Global Journal of Animal Breeding and Genetics received 125 citations as per Google Scholar report
Received: 05-Apr-2022, Manuscript No. GJABG-22-64111; Editor assigned: 08-Apr-2022, Pre QC No. GJABG-22-64111(PQ); Reviewed: 22-Apr-2022, QC No. GJABG-22-64111; Revised: 29-Apr-2022, Manuscript No. GJABG-22-64111(R); Published: 06-May-2022, DOI: 10.15651/2408-5502.22.10.003
Transgenic mouse models have been created to better understand the illness's complicated biology and to test potential specific treatments in the absence of a natural animal model for sickle cell disease. The simple insertion of human globin genes to mice still expressing mouse hemoglobin resulted in the development of hemoglobin S (HbS) or HbS-related human hemoglobin in the early 1990s.To enhance the proportion of human hemoglobin and the severity of the mouse sickle cell syndrome, a combination of mice alpha- and beta-thalassemia abnormalities could be used to reduce the fraction of mouse hemoglobin, resulting in complex genotype and mild sickness. It was able to knock out all mouse adult globin genes (2alpha and 2beta) and put the human corresponding genes elsewhere in the mouse genome just after discovery of gene targeting in mouse embryonic stem cells (ES cells). Furthermore, the prenatal hemoglobin human gamma gene protected the fetus from HbS polymer formation. As a result, the adult mouse models developed in 1997 that only expressed human HbS showed severe anemia (Hb=5-6 g/dL).These "HbSonly mice" had to lower the HbS concentration in their red blood cells in order to survive.

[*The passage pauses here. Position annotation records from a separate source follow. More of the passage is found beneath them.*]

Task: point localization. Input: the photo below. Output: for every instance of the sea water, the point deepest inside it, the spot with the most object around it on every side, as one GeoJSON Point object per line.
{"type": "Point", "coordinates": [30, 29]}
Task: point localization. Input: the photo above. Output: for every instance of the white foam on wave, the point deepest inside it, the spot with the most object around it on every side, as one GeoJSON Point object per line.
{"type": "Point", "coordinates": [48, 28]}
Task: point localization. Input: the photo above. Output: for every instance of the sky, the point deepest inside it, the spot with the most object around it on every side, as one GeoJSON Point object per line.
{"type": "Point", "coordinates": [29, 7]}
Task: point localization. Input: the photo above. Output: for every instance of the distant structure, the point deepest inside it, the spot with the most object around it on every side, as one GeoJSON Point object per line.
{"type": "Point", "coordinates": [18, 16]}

Adding modified human gamma genes, which are still expressed in adult mice, could make the condition less severe. By homologous knock in, a final "S-only" model was developed in 2006, with human genes substituting mouse globin genes. This collection of models helps researchers better understand the role of various interacting factors in the complication of sickle cell events like red cell defects, blood flow and vaso-occlusion, hyper hemolysis, vascular tone deregulation, oxidations, inflammation, cell activation and adhesion, ischemia, and reperfusion. Furthermore, each model is excellent for evaluating experimental medicines in vivo and conducting preclinical studies.

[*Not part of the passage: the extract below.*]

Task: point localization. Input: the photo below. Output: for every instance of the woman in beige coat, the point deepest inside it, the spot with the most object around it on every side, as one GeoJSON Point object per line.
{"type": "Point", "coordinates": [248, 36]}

To create a transgenic mouse model of sickle cell disease, researchers created beta SAD, a novel human beta-globin gene that increases the polymerization of transgenic human hemoglobin S (Hb S) in vivo. The beta 6Val alteration of the beta S chain, as well as two additional mutations, Antilles (beta 23Ile) and D Punjab (beta 121Gln), all enhance Hb S polymerization in humans. The beta SAD gene and the human alpha 2- globin gene were both introduced into the mouse germ line through the beta-globin locus control region (LCR). SAD-1, one of the five transgenic lines obtained, has 19 per cent human Hb SAD (alpha 2 human 1 beta 2SAD) and mouse-human hybrids in addition to mouse hemoglobin in its red blood cells. Adult SAD-1 transgenic mice were not anemic, but their erythrocytes showed aberrant characteristics and their spleens were somewhat enlarged. In vitro de oxygenation caused sickling in their erythrocytes. Many SAD-1 new-borns died because they were anemic. Crosses between SAD progeny and homozygous for beta-thalassemia mice were undertaken in order to develop adult mice with a more severe sickle cell condition.
In beta-thal/SAD-1 mice with abnormal erythrocyte shape and density, an enlarged spleen, and a high reticulocyte count indicating increased erythropoiesis, mortality upon hypoxia, polymerization of hem lysate similar to that seen in human homozygous sickle cell disease, and anemia and mortality during development, haemoglobin SAD was increased to 26 per cent.
Sickle cell disease is a hereditary disease characterized by the deformation of red blood cells due to haemoglobin polymerization. By mating with mice expressing the human fetal agama globin gene, the potential healing threshold of fetal haemoglobin in a transgenic SAD mouse model of sickle cell disease was evaluated in vivo. With increased HbF levels, Agamas mice showed significant improvements in all hematological parameters, morphological pathological features, and longevity / survival. We have established a direct therapeutic effect on fetal haemoglobin for sickle cell disease and demonstrated correction by increasing fetal haemoglobin to about 916% in this mouse model. This in vivo study highlights the potential of the SAD mouse model for quantitative analysis of gene therapy approaches.